Imagina a Catedral de Notre-Dame com o pináculo em vidro?
Ainda mal recuperados do choque causado pelo incêndio que destruiu uma parte da Catedral de Notre-Dame, os franceses, e particularmente os parisienses, estão agora envolvidos num debate sobre o modelo arquitetónico que a reconstrução deve seguir: respeitar o traçado antigo ou aproveitar a oportunidade para modernizar o monumento do século XII?
O presidente e o primeiro-ministro franceses abriram a caixa de Pandora quando anunciaram a abertura de um concurso internacional para reconstruir parte da catedral destruída pelas chamas no dia 15 de abril e usaram expressões como "ideias contemporâneas" ou "tecnologia atual". Os arquitetos apressaram-se a divulgar as suas ideias e as críticas também não se fizeram esperar.
Reconstruir o pináculo de Notre-Dame em vidro, fazer dos telhados uma espécie de greenhouse e até um apiário para acolher a colónia de milhares de abelhas que ali vive, criar zonas onde os visitantes possam passear e desfrutar da deslumbrante vista de Paris são algumas das propostas. O britânico Norman Foster foi dos primeiros a avançar com a hipótese de reconstruir o pináculo em vidro. Mas as redes sociais encheram-se de críticas, com o argumento de que se deve respeitar um edifício com séculos de história.
O The Times reproduziu a imagem do que o arquiteto defende para a catedral: um pináculo de aço inoxidável revestido a vidro, que teria na base uma plataforma de observação para os visitantes.
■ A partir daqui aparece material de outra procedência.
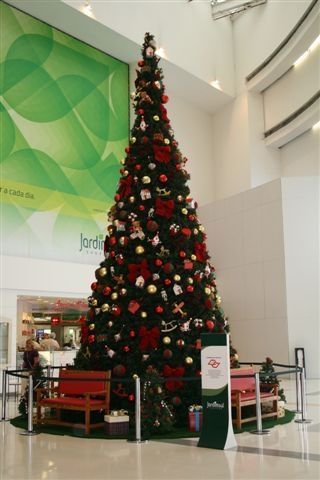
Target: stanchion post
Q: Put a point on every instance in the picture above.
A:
(259, 430)
(30, 430)
(4, 395)
(303, 418)
(138, 412)
(298, 390)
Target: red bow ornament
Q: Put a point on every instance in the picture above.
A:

Por outro lado, os telhados igualmente em vidro trariam luz natural para iluminar o espaço inferior.
Foster considerou que a reconstrução do monumento é "uma oportunidade" para utilizar tecnologia atual. "A decisão de realizar um concurso para a reconstrução de Notre-Dame deve ser aplaudida porque é um reconhecimento dessa tradição quando estão em causa novas intervenções." Foster mostrou-se entusiasmado mas o feedback que recebeu do público foi bastante negativo - foi mesmo criada a hashtag #betterthanFoster.
Da parte dos arquitetos houve quem argumentasse que a identidade da catedral não se perderia mesmo com uma intervenção contemporânea, até porque faria uma ligação à pirâmide de vidro do Louvre, e continuaria bem patente na rosácea norte e nas gárgulas.
"É aterrorizante perceber que mesmo as maiores obras-primas não são imperecíveis. Como pode um trabalho que exigiu centenas de anos de trabalho voar para os céus de Paris em poucas horas? Além das questões legítimas de proteção e sistemas de prevenção que temos o direito de perguntar, cabe a nós hoje saber como reavivar essa joia arquitetónica que é a identidade da cidade mais visitada do mundo. Como arquitetos, somos obviamente sensíveis ao projeto de sua reconstrução, mas surge uma pergunta: deveria ser feito novamente o mesmo?", escreve o estúdio Godart et Roussel Architectes na sua conta de Instagram, acompanhando o texto com duas imagens onde se veem os telhados e o pináculo em vidro e um esboço onde os visitantes se passeiam.
O Studio NAB, igualmente francês, divulgou imagens onde a icónica torre da catedral que ruiu com o fogo dá lugar a apiário em vidro - as cerca de 180 mil abelhas que sobreviveram ao incêndio e foram mantidas em caixas de madeira ficariam instaladas numa imponente estrutura de aço dourado com painéis de vidro.
Estes arquitetos mostram ainda uma representação de canteiros de plantas construídos a partir de madeira queimada no incêndio. Tanto a estufa como o apiário funcionariam como um centro onde os visitantes poderiam aprender sobre horticultura e agricultura urbana.
Um dia depois do incêndio que destruiu os tetos com mais de 800 anos e o pináculo concebido por Viollet-le-Duc, o presidente Emmanuel Macron disse que queria a catedral reconstruída em cinco anos e que o monumento gótico ficaria "ainda mais bonito". E falou num "gesto arquitetónico contemporâneo".
Já o primeiro-ministro francês, Edouard Philippe, propôs que os arquitetos pensassem em versões mais modernas para a reconstrução da catedral e disse que o pináculo devia ser "adaptado às técnicas e desafios da nossa época".
"Pode-se respeitar o espírito do edifício mas ser imaginativo. Viollet-le-Duc [que restaurou a catedral no século XIX] foi inventivo", disse, por seu turno ex-ministro da Cultura Jack Lang à AFP.
Resta agora saber se Notre-Dame irá ser modernizada, como já o fez Ieoh Ming Pei com a Pirâmide do Louvre ou Renzo Piano com o Centro Georges Pompidou.